The first quarter of the 21st century is reaching its end, and worldwide crises appear to become ubiquitous. Capitalist forces of destruction have not gone rogue, they merely represent the actualization of capitalist relations of exploitation. Notions of fettering fall prey to illusions, which overlook both particular historical moments and the essence of capitalist relations. In contrast, social emancipation presupposes an ontological understanding of human action. It is not enough to wish for a more humane society; both the limits of and potential for transformation must be understood. Based on Marx and Lukács, the ontological categories of possible and impossible, labour and teleology, are investigated, consequently, creating an opposing prerogative to capitalist naturalization and eternization. Capitalism is instead taken for what it is: a determined social, historical construction, thus, a superable social organization rather than a natural force. Insofar as the historical debacle of Marxism has provoked a methodological vacuum filled with relativism, contemporary critical analyses disaggregate into bourgeois isolated phenomena, becoming liberal assessments themselves.
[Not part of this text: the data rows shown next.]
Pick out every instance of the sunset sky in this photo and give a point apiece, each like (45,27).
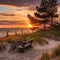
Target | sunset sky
(13,13)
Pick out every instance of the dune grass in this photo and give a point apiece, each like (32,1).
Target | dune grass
(56,52)
(37,36)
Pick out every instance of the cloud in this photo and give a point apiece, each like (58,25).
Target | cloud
(19,2)
(5,14)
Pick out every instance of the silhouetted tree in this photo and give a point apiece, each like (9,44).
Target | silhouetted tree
(52,10)
(42,12)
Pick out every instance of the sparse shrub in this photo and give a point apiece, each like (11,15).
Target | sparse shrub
(56,52)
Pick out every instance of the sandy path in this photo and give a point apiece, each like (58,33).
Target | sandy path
(31,54)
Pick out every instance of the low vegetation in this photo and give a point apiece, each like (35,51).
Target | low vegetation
(45,56)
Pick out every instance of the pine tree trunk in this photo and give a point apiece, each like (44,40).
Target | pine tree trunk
(51,21)
(44,26)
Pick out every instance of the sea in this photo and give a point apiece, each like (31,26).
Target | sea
(13,31)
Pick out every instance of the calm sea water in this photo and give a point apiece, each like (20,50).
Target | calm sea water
(12,31)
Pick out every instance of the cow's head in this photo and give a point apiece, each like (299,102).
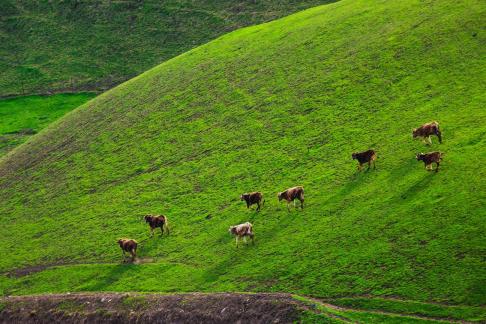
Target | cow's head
(148,218)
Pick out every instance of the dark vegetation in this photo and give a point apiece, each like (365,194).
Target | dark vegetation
(64,46)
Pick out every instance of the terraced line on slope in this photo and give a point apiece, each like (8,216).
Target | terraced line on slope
(266,108)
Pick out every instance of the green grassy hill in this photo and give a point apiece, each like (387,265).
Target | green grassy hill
(265,108)
(92,45)
(23,117)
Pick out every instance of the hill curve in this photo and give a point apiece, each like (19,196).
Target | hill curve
(264,108)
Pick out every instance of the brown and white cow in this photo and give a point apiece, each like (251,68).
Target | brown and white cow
(253,198)
(365,157)
(292,194)
(155,221)
(128,245)
(427,130)
(429,158)
(242,231)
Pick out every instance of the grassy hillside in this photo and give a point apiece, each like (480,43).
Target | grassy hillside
(265,108)
(22,117)
(91,45)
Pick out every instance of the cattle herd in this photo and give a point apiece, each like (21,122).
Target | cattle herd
(242,231)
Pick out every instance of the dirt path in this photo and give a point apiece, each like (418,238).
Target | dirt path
(379,312)
(151,308)
(180,308)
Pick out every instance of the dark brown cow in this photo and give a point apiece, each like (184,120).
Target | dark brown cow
(253,198)
(429,158)
(128,245)
(427,130)
(291,194)
(242,231)
(155,221)
(365,157)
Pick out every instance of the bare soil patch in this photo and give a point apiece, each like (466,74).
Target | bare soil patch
(151,308)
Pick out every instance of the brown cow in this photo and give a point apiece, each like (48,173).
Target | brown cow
(429,158)
(253,198)
(365,157)
(155,221)
(427,130)
(291,194)
(242,231)
(128,245)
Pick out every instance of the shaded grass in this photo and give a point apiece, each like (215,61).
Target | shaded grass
(265,108)
(22,117)
(78,46)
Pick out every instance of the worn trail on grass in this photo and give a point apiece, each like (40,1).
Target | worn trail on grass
(183,308)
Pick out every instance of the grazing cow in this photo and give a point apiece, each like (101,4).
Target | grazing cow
(291,194)
(365,157)
(253,198)
(427,130)
(242,231)
(128,245)
(155,221)
(429,158)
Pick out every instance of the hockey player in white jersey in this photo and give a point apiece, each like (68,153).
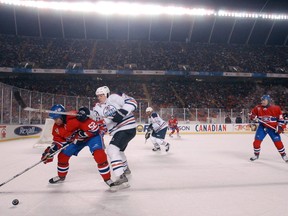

The concrete impact is not irrelevant: for they fight arguments in the fields chosen by capitalism; any perception of totality is rejected a priori; strategies to overcome capitalist challenges reproduce the conditions which create them, because it is assumed what needs to be explained. It appears urgent to reframe social critique within the frame of methodological orthodoxy. Marxist capitalist critique departs from ontological facts, for instance, labour. This means grasping both the totality and the ontological dimensions of particular forms, enabling effective strategies towards emancipation.